Skispringen ist beides, Loslassen und Kontrollieren. Das Loslassen geschieht beim Absprung, wenn der Springer alles seinem Körper überlässt und dabei nicht denken sollte. In der Luft kann er dann den Rest korrigieren und kontrollieren und einen möglichst eleganten Telemark bei der Landung in den Schnee setzen. So wie es auch Daniel-André Tande viele Winter lang vorgeführt hat.

Der Norweger war seit vielen Jahren einer der besten Skispringer. Gut, es wurde zuletzt ein bisschen ruhiger um ihn, und doch, mit 30 Jahren hört er nun auf mit dem Springen, nur ein paar Wochen vor dem Saisonauftakt.

Es muss ein gravierendes Erlebnis gewesen sein, wenn ein solcher Skispringer jetzt aufgibt.
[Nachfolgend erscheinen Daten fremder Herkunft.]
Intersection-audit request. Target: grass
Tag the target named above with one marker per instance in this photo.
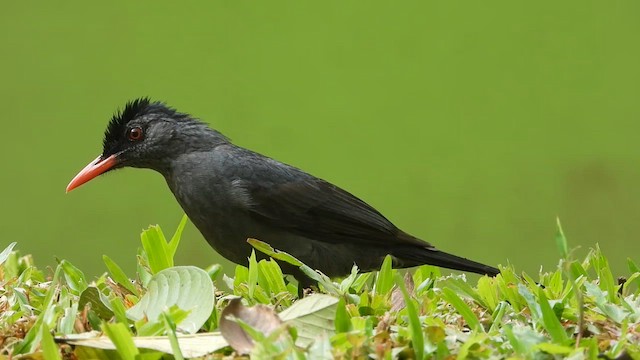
(578, 310)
Einer, der mit tadelloser Technik die Freuden des Gleitens durch die Luft genoss: dieses Dahinsegeln ohne wirkliche Tragflächen, sondern nur mit schmalen Brettern an den Füßen, ohne Motorkraft und Lenkung, nur mittels Korrekturen mit den Händen. Tatsächlich ist dies aber kein Rätsel. Denn Tande war ein erstklassiger Flieger mit brillantem Vermögen, doch er hat nicht nur seine Freude am Fliegen verloren, sondern auch sein Selbstvertrauen. Und damit eine der wichtigsten Stützen seines Erfolges, die ihn zu 13 Weltcupsiegen, zu einem dritten Gesamtrang bei der Vierschanzentournee und zu zweimal Platz drei im Gesamtweltcup getragen hatte.

Seit knapp drei Jahren überlässt er seinem Körper wohl die Steuerung in der Luft nicht mehr, er bremst ihn damit, darin liegt nun der Grund für seinen Rücktritt. „Ich habe immer noch mit den Nachwirkungen meines Sturzes 2021 in Planica zu kämpfen“, sagte Tande dem Sport-Informationsdienst, er habe erkannt, dass das Springen mittlerweile bei ihm mehr Angst als Freude auslöst. „Und ich hatte immer gesagt, dass es an einem solchen Punkt Zeit ist, auf Wiedersehen zu sagen.“

Nicht einmal mehr die WM im eigenen Land reizt ihn

Planica gilt als eine der heikelsten Schanzen. Doch 2021 war Tande noch einer der souveränsten Springer und vor allem auch Flieger. Dieses Segeln hatte ihn ja stark gemacht, es gibt starke Springer und es gibt eben starke Gleiter – jene, die sich anströmende Luft besonders gut zunutze machen; jene, die sich auf die Luft „legen“ können. Doch dann, kurz hinter dem Vorbau, wenn der Springer zum Flieger wird, büßte Tande plötzlich ein, was ihn trug. Seine Symmetrie, seine Ruhe in der Luft, sein Luftkissen.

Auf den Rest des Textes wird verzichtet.